I had Shorey shortcut all to myself :) I can't imagine why: a "shortcut" that's uphill both ways. I got an ear-full of black cap chickadees celebrating the warm and sunny day. I paused often to catch my breath and take still more pictures of the views to the northwest. On this hike there are many miles of views. It's truly incredible. Especially after spending so much time below treeline this winter hiding from the cold. Once over the height of land, I finally got my legs back under me and picked up speed, getting me down to the Phelps trail in a hurry. I chatted with a guy cutting through the ice of Johns Brook for camp water. He and his group were hoping to climb Haystack if they got their chores done quickly enough. I strongly encouraged him to give it a shot with how gorgeous it was.

Now the long walk to Johns Brook Lodge. The woods were full of pine trees and sunlight. The trail was mellow under foot. I was talking to myself hahaha. I thought of my wife and how she makes time pass: I created a sci-fi short story and narrated it out loud. Would've been a funny moment to run into someone. I eventually caught up with two campers around the confluence of Hogback Brook and Johns Brook. They were wearing microspikes and carrying MSR's. They mentioned as we chatted that someone told them they needed to be wearing snowshoes the day before. I let them know that indeed it was the rules and they could get a ticket. I did so in a way that conveyed the information but didn't sound like I was scolding them, just trying to help them avoid a ticket. I feel like this is a much more effective method of education rather than the scold I hear so often from other winter hikers. Once a person is on the defense, their ears and brain are closed.
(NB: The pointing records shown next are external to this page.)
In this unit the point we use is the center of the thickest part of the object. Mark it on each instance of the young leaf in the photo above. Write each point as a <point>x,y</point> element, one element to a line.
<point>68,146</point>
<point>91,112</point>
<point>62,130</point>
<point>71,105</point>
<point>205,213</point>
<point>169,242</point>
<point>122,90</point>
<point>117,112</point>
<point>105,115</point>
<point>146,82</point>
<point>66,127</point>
JBL looked really pretty and all eco-cool with it's solar panels. I got to the warming hut and was warmly welcomed by Jay (like the letter). Her and the other woman (Caryn I believe?) were spending Friday-Sunday in the cozy little cabin, doling out hot chocolate and mocha's. I chose the mocha looking forward to a bit of a caffeine kick along with the sugar. I really love chatting with folks you meet along the trail and since no one wanted to chat coming of Basin I was glad to get my folksy fix. I hiked out. It went fairly quickly with the help of the warming hut staff. I got back to my car at 4:15, a 10.5 hour day covering around 19 miles. Certainly not my fastest day in the woods but maybe one of my favorites. While I have a few more peaks left to climb to finish my winter round, this was it. This was the big one. A day I'll never forget.